The watchmaker’s oldest movement, PF 110, a finely finished, complicated caliber with an extended power reserve, deserves a closer inspection.
By: Jon Bues
Despite the fact that he’s one of only a handful of living watchmakers with his own eponymous brand, Michel Parmigiani’s achievements have a tendency to fly under the radar. In an industry filled with bombastic personalities, Parmigiani is an introvert, more interested in creation than communication. Few collectors are aware, but since its inception, his company has created 25 movements.
Parmigiani Fleurier launched the first of these in 1997. The PF 110 has stood the test of time and remains an impressive horological feat. Fittingly, it is a shaped movement; Michel Parmigiani is an ardent believer that a movement must fit perfectly in its case. The PF 110 is also subtly complicated. In addition to its date window, the movement delivers eight days of power reserve via two barrels.
In nearly two decades of service, the PF 110 has proven to be a remarkably resilient workhorse with a frequency of 3 Hz, or 21,600 bph, an effective if slightly slower rate than the more common speed of 28,800 bph. The caliber has been used in several Parmigiani Fleurier timepieces through the years, including the highly touted Ovale Pantograph (for which it was modified and rechristened the PF 111). This, readers will remember, is a wristwatch with hour and minute hands that extend and retract as they follow the uneven, elliptical contours of the dial. It was inspired by Michel Parmigiani’s legendary reputation for restoring rare and important horological masterpieces, including an antique pocket watch with the same complication.
The PF 110 measures 29.3 mm long and 23.6 mm across, with a thickness of 4.9 mm. In all, the manually wound movement comprises 227 components, 28 of which are jewels. In keeping with the codes of haute horlogerie, the movement is finished with Côtes de Genève and perlage on its exposed surfaces. In some instances (not pictured here), it has been finished with a Fleurisanne motif, a rare floral engraving applied only to watches made in the secluded Swiss municipality of Fleurier.
Parmigiani Fleurier is among the most comprehensive watch manufactures in the world. When they say their watches are made in-house, they really mean it. In addition to crafting cases and dials, the company makes just about every component necessary to create a mechanical movement. This work is done across three separate factories.
Manufacture Vaucher is the main movement making manufacture, where plates and bridges are machined and assembly and finishing take place. This is where the big parts are cut and where the smaller, more delicate ones are brought to life.
The PF 110’s escapement, which comprises the escape wheel, pallet fork, balance wheel, and balance spring, hails from Parmigiani’s own specialist workshop, Atokalpa.
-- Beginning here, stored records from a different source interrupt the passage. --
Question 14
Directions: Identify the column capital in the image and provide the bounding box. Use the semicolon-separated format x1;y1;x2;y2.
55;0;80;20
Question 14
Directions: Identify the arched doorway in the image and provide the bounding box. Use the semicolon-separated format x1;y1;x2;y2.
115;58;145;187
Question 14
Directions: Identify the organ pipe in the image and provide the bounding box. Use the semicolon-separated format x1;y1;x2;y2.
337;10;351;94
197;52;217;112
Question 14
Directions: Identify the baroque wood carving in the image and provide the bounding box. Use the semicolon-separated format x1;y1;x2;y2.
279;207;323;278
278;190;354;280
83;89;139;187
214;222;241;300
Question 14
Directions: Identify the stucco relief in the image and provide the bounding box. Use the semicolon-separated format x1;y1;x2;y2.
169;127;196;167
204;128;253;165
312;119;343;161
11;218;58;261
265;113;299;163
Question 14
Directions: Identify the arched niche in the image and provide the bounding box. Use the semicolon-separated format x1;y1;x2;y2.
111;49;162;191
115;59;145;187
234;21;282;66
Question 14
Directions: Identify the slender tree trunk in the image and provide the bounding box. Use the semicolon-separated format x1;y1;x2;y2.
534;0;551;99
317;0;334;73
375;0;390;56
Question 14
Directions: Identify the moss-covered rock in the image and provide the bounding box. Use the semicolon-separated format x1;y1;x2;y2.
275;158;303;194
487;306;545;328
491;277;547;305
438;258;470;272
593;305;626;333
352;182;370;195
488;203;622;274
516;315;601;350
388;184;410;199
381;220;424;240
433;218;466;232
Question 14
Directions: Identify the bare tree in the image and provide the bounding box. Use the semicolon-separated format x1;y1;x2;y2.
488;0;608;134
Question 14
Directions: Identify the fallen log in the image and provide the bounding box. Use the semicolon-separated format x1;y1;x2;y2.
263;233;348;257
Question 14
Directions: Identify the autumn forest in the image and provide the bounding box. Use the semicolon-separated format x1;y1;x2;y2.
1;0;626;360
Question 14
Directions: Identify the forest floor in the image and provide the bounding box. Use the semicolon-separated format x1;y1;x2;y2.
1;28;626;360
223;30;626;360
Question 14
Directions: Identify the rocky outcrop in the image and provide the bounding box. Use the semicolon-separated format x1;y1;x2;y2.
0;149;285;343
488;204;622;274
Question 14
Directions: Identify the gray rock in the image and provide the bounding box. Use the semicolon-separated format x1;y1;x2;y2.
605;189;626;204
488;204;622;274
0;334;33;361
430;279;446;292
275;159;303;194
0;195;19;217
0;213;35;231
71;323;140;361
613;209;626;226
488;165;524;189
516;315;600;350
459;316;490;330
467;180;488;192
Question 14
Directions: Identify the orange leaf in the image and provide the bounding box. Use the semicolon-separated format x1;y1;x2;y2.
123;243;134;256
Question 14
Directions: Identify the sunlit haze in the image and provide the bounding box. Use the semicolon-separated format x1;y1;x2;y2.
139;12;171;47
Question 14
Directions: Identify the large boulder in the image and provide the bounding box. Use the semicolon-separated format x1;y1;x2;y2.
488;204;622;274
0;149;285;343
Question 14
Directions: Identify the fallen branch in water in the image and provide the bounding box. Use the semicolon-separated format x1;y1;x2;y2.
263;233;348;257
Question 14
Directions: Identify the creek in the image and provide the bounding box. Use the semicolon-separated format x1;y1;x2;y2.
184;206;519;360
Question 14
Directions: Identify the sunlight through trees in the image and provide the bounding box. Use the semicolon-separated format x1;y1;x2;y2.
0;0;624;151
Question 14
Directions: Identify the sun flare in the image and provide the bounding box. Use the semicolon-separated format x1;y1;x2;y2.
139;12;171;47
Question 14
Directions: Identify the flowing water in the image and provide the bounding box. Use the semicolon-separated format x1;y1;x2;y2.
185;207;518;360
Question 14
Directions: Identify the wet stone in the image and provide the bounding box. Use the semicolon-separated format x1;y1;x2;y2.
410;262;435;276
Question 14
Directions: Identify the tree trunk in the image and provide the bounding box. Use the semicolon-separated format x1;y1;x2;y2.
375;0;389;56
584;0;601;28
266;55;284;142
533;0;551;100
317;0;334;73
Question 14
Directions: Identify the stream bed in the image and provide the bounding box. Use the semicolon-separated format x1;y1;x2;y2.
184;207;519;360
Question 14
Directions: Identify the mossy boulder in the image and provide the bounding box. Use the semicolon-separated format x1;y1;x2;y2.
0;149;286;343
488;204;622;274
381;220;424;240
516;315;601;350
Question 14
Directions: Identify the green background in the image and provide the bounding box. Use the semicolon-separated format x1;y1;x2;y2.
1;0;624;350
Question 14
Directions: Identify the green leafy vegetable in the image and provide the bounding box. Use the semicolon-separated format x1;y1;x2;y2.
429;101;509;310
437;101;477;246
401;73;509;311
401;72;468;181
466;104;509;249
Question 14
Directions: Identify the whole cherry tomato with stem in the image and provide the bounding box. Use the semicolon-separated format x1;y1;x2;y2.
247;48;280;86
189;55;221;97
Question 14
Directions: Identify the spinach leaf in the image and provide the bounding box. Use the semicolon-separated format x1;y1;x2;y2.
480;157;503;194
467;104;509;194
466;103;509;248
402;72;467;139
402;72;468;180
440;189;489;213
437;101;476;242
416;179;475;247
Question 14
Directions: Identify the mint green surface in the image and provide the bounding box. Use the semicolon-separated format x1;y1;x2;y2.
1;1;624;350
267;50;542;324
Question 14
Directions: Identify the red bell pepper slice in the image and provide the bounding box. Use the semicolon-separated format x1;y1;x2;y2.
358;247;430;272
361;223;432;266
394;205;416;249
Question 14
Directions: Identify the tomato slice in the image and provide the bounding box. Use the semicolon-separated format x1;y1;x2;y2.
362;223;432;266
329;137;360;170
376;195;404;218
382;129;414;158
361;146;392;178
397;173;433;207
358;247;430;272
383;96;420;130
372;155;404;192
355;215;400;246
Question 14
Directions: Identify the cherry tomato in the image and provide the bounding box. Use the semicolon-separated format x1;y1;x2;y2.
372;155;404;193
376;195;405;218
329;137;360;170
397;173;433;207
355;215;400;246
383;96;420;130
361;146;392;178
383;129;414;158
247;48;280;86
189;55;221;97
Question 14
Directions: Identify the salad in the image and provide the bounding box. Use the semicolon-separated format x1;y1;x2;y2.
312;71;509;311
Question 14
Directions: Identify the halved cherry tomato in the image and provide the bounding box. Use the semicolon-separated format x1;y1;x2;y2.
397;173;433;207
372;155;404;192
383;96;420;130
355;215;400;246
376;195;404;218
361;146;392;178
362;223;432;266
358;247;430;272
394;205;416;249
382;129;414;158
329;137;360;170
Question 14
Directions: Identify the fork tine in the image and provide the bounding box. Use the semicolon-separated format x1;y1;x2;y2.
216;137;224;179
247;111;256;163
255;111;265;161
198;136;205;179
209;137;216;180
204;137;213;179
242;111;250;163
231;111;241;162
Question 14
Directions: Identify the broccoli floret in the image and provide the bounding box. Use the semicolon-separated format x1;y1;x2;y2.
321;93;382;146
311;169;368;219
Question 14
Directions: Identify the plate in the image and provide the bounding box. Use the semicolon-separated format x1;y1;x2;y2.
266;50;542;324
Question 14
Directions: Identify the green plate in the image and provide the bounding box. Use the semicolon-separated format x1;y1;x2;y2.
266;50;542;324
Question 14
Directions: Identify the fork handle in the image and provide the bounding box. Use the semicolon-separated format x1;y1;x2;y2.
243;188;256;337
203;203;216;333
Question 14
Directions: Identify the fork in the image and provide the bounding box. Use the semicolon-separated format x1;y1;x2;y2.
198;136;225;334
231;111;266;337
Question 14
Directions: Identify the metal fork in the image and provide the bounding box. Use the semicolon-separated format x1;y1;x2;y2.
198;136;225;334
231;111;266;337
Lots of watchmakers identify as manufactures despite sourcing these incredibly hard-to-make components from outside suppliers. Parmigiani has developed a reputation for excellence in escapements, and even supplies other brands with hairsprings and balance wheels, some publicly and others in secret.
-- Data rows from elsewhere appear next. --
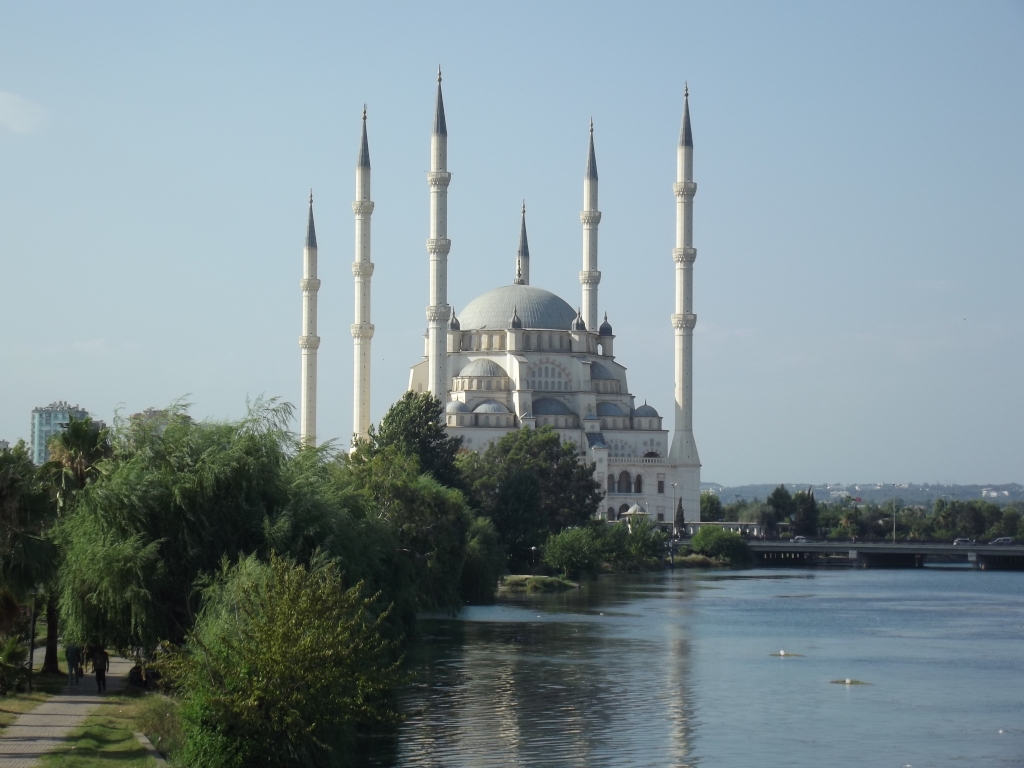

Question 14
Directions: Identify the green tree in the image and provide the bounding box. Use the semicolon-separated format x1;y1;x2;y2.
700;491;723;521
542;527;601;579
40;416;111;672
792;488;819;537
767;485;795;522
169;555;400;768
0;442;57;631
357;392;463;489
674;497;685;531
458;427;602;571
459;516;505;604
690;526;752;566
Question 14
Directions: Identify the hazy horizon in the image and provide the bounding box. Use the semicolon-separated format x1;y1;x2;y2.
2;2;1022;486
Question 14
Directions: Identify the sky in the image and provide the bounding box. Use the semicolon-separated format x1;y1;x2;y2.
1;1;1022;486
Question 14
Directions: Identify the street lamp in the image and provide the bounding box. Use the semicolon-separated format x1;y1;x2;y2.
670;482;678;538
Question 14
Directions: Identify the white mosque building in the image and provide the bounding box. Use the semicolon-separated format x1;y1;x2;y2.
300;72;702;525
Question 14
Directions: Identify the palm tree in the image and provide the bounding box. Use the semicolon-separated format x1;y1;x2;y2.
39;417;110;672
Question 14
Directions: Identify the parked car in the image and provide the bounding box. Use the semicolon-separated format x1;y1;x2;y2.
988;537;1014;545
792;536;810;543
952;538;975;546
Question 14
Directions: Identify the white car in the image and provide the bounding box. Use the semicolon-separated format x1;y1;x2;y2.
792;536;810;543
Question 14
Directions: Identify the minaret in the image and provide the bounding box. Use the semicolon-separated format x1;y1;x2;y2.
426;68;452;402
514;202;529;285
299;192;320;446
580;119;601;332
669;85;701;492
351;106;375;442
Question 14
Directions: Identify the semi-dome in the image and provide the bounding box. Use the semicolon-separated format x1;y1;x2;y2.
445;400;471;413
458;358;507;378
472;399;509;413
532;397;574;416
596;401;626;416
633;403;659;417
459;284;578;330
590;361;616;380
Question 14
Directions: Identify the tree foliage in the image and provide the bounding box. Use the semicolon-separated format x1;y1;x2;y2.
700;491;723;521
792;487;819;536
690;526;752;567
168;555;400;768
458;427;603;571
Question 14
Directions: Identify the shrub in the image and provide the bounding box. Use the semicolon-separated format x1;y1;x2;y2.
167;554;401;768
689;527;752;567
543;527;601;579
459;516;505;603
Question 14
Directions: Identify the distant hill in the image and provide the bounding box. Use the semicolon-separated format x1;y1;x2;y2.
700;482;1024;507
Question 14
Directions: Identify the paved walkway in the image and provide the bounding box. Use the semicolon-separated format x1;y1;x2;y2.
0;657;133;767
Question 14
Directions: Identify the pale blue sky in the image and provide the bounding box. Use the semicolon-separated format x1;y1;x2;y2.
2;2;1022;485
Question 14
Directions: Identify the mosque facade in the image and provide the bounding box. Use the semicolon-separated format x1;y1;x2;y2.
300;72;702;525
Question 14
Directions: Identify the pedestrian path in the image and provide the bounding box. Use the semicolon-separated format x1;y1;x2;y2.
0;657;133;767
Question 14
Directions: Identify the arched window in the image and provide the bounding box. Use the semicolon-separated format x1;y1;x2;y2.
618;503;630;518
634;475;643;494
486;380;492;390
618;471;632;494
607;508;615;521
608;474;615;493
524;334;531;349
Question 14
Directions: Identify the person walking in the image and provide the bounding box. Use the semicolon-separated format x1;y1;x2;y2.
64;644;81;686
92;646;109;693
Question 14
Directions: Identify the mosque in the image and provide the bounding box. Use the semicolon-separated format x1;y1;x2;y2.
298;72;702;525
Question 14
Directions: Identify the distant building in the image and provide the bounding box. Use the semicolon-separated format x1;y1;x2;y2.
0;439;9;452
29;401;103;465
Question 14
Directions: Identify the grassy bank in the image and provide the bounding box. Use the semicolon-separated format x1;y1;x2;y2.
38;687;180;767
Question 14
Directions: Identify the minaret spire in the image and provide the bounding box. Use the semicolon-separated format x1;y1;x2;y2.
352;107;376;443
514;202;530;285
669;83;701;521
425;68;452;403
580;118;602;332
299;192;321;446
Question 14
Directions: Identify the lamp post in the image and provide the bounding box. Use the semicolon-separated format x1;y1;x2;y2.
671;482;678;538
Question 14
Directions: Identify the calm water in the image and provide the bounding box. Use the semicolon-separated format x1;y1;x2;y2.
360;567;1024;767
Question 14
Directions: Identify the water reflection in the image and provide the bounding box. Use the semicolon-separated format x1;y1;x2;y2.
363;577;697;767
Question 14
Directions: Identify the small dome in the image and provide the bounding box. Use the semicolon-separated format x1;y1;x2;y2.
532;397;574;416
449;308;461;331
599;312;613;336
573;308;587;331
509;306;522;329
445;400;471;413
633;403;660;418
472;399;509;414
596;401;626;416
458;358;508;378
590;361;616;380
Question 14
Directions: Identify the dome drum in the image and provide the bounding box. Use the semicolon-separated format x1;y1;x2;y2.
453;357;511;394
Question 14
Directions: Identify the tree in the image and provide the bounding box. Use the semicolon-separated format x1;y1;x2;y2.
674;497;685;531
169;555;400;768
792;488;819;537
767;485;795;522
700;491;723;522
543;527;601;580
0;442;57;632
458;427;603;571
357;392;463;489
689;527;751;567
40;416;111;672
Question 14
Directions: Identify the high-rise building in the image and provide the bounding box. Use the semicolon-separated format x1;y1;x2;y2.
30;401;102;465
In the case of PF 110, note the implementation of a swan neck fine adjustment system on the escapement’s balance cock, a sign of quality construction that allows precise regulation.
The assorted screws, pinions, spindles, and wheels that are not associated with the escapement hail from the brand’s Elwin factory. At Elwin, century-old lathes are used to hand-turn screws of the highest possible quality, and a number of the best watchmakers in Switzerland and Germany rely on Elwin as a supplier. As the owner of Elwin, Parmigiani Fleurier uses only the highest grade screws.
So you see, making a movement like PF 110 requires more than a single watchmaker at his bench.